Pressemitteilung 20 vom 12.03.2018
Hauptsache weg
Dem Fernweh des Angeklagten setzt das Jugendschöffengericht am Amtsgericht München vorübergehend enge Grenzen
Am 05.02.2018 verurteilte das zuständige Jugendschöffengericht am Amtsgericht München einen 21jährigen Arbeiter aus München v.a. wegen Computerbetruges und Betruges zu einer Jugendfreiheitsstrafe von 1 Jahr und 8 Monaten.
Der Angeklagte hatte jeweils an den genannten Tagen unter Verwendung fremder Kontodaten Reisen auch für ein bis zwei Begleiter gebucht und zu den weiter genannten Daten durchgeführt: Mitte Mai 2016 zwei Reisen nach Ibiza von 17. mit 19.5 und 23. mit 25.5.16 im Wert von jeweils ca 200 €, dann am 1.8. nach Stockholm von 4. mit 9.8. im Wert von 2356 €, am 14.8. auf die Malediven von 17. mit 23.8. für 3507 €, am 30.8. nach Dubai von 31.8. mit 3.9. für 1100 €, am 2.9. nach Ibiza von 4.mit 6.9. für 1587 € und am 5.9. nach Madrid, Ibiza und Mallorca von 6. mit 13.9.16 für 2664 €. Die betrügerischen Buchungen wurden von den Kontoinhabern storniert, der Schaden blieb bei den Reiseunternehmen.

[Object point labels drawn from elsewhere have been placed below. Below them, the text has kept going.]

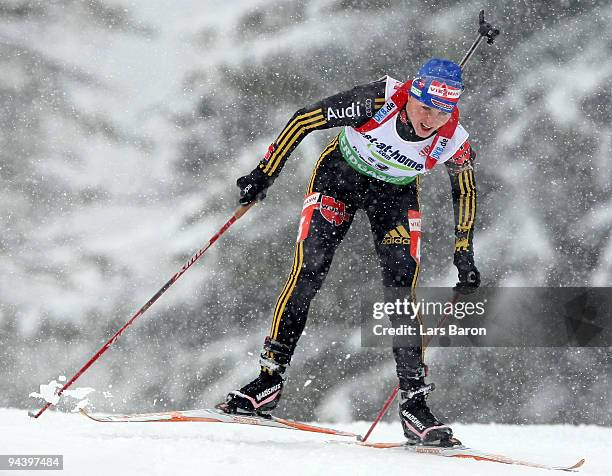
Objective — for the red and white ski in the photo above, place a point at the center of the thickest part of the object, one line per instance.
(213, 415)
(468, 453)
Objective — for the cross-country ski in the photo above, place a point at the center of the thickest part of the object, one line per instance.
(305, 237)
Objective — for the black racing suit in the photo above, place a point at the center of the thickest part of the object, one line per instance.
(343, 191)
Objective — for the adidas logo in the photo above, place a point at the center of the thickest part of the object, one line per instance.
(397, 236)
(268, 391)
(413, 419)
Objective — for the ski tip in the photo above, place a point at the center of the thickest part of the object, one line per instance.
(577, 465)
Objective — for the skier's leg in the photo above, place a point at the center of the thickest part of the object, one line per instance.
(396, 226)
(326, 217)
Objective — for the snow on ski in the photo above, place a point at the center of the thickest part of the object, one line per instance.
(468, 453)
(213, 415)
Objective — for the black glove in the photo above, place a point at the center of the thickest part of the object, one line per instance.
(469, 276)
(253, 186)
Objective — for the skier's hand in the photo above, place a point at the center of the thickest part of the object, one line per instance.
(469, 276)
(253, 186)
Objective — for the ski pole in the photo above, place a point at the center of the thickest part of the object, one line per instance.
(485, 30)
(240, 211)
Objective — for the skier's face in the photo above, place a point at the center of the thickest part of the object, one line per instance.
(425, 120)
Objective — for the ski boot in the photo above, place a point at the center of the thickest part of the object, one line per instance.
(420, 426)
(262, 394)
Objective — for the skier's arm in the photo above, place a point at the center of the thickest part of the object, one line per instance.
(349, 108)
(461, 172)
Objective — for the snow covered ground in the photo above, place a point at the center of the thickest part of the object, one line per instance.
(91, 448)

Schon in Kenntnis der diesbezüglichen Strafverhandlung, die auf Anfang Juli 17 bestimmt worden war, gab sich der Angeklagte gegenüber Bekannten als erfolgreicher Absolvent einer Designerschule aus, auf seinem New Yorker Bankkonto liege ein Millionenguthaben. Im Vertrauen auf sofortige Rückzahlung liehen sie ihm daraufhin im Mai und Juni 2017 2000, 4000 und 1400 €, die der Angeklagte aber dafür verwendete mit seiner damaligen Freundin nach Paris zu reisen, auch um sich so der Münchner Strafverhandlung zu entziehen.
Der geständige Angeklagte erklärte: „Ich habe damals schwierige Zeiten durchgemacht, es lief alles drunter und drüber. Ich hatte familiäre Probleme, versuchte mich von der Familie zu distanzieren. (...) Ich wollte einfach weg, darum ging es mir.“ Als der Angeklagte sich bei dem als Zeuge erschienen Bekannten entschuldigen wollte, zeigte dieser ihm im Sitzungssaal nur den ausgestreckten Mittelfinger.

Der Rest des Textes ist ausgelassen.